There was another good story published in The Age yesterday as part of the continuing series, Project Melbourne: Towards a Sustainable City. Titled The Great Divide, it compares living in a CBD apartment with outer suburban living.

However there is a point where the writer, Julie Szego, goes too far. She contends that outer suburban living “depends on jobs becoming a reality. If jobs don’t come to the suburbs, roads will remain choked and families time-poor”.

The idea that there are few jobs in the suburbs is a common misconception with important policy implications.

The reality is that around 72% of all jobs in Melbourne are located at a distance greater than 5 km from the CBD. Half of all jobs are more than 13 km from the CBD.

Destinations of Casey commuters

And these aren’t all low-skill, low-pay jobs either. The majority of jobs in Melbourne occupied by graduates are located more than 5 km from the CBD.

This misunderstanding of the geography of employment is also displayed in the first feature written for The Age’s current Project Melbourne series. That article, titled The Outer Limits, made the claim that “of those jobs that are available (in fringe suburbs), a higher percentage are blue-collar”.

The idea that suburban jobs are mostly in low skill occupations seems to be another popular misconception.

In fact, only 9% of jobs located more than 40 km from the CBD are in the Manufacturing sector, compared to 14% for all of Melbourne. If the definition of blue collar is extended to include jobs in the Wholesale, Transport and Construction sectors, the respective figures for the fringe and metropolitan area are 26% and 31%. What the fringe areas actually do have is a higher proportion of jobs than the metropolitan average in the high-skill education and health sectors.

It is not in any event clear why having more ‘blue collar’ jobs would be a disadvantage compared, say, to having an over-representation of retailing jobs. Many jobs in the modern Manufacturing and Construction industries are highly skilled and involve interacting with complex technologies and systems.

The main issues associated with employment in Melbourne can be explored in this presentation I gave last year at a cultural industries seminar at Qld University of Technology, Jobs in the Suburbs.

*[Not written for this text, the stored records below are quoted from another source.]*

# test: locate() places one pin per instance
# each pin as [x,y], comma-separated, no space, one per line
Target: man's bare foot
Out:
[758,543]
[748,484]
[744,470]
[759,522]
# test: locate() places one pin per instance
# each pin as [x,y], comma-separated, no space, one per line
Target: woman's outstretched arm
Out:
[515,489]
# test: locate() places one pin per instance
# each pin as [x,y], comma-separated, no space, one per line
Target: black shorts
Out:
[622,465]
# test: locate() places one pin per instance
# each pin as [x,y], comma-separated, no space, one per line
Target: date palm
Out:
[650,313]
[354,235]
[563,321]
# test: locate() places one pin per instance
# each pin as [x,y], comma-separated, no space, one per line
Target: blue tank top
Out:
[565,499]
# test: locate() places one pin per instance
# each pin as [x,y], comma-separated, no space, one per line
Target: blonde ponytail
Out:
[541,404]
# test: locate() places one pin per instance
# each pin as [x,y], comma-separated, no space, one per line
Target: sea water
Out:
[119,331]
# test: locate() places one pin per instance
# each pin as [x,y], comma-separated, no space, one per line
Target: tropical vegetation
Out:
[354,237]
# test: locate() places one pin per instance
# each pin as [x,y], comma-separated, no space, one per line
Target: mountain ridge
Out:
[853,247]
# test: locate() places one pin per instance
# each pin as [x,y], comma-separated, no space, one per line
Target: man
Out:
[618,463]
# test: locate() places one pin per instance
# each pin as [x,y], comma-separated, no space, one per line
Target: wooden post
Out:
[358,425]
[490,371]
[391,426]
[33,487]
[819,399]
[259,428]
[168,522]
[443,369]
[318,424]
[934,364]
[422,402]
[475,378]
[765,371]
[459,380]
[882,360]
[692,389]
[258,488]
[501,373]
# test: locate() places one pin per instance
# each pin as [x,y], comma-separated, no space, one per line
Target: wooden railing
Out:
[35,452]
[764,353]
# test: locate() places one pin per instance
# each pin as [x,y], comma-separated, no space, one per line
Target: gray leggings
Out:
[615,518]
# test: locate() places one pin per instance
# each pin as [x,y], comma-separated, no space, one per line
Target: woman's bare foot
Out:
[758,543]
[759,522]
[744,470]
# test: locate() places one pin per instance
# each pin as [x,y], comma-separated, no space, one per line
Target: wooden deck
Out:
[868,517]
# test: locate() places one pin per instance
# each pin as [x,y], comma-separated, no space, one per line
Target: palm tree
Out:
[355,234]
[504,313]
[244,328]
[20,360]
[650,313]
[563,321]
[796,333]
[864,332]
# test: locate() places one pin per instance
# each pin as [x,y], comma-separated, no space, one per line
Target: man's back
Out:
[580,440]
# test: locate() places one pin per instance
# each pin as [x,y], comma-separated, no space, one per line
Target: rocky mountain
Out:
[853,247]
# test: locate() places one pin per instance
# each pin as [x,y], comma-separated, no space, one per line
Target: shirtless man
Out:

The contention in Julie Szego’s article that outer suburban roads are “choked” probably depends on one’s definition of what constitutes congestion. Most outer suburban residents travel locally – for example, 70% of trips by residents of the City of Casey are to destinations located in either Casey itself or the adjacent City of Cardinia (the corresponding figure for Cardinia is 83%).

As the accompanying graphic shows, this also holds for work trips (although commuting only makes up about a fifth of all trips by Melburnians). Around half of the work trips made by residents of Casey terminate within either Casey itself or Cardinia. Very few involve commuting to the inner city where congestion really is serious.

One of the key reasons why outer suburban residents travel greater distances than people living in less distant suburbs is precisely because roads in the outer suburbs, including freeways, tend to be relatively uncongested.

As for the charge that outer suburban families are ‘time poor’ because of their location, this also doesn’t stand up to closer scrutiny. Average cumulative daily travel times are pretty much the same across the whole city. If anything, residents of outer suburbs travel for less time in total than residents in the middle suburbs and inner city. They do however travel further in the same time because they can – as noted above, roads are less busy in the outer suburbs, giving higher average speeds.

The stereotype of the outer suburban commuter travelling long hours by train to and from the city is also a myth – only 5% of Casey residents work in the CBD (although they mostly use the train).

Families in the outer suburbs who are ‘time poor’ suffer for much the same reasons that families anywhere do – two parents working, kids involved in numerous post-school activities, responsibilities to ageing parents, and so on. It has much less to do with where you live than with your economic and demographic circumstances.

While it is important to dispel these sorts of false stereotypes, I think Julie Szego and The Age have done an outstanding job with this feature. It is too easy to ignore how difficult it is for a journalist, who must be able to move quickly from discipline to discipline, to pull together a coherent story on complex issues in a tight timeframe.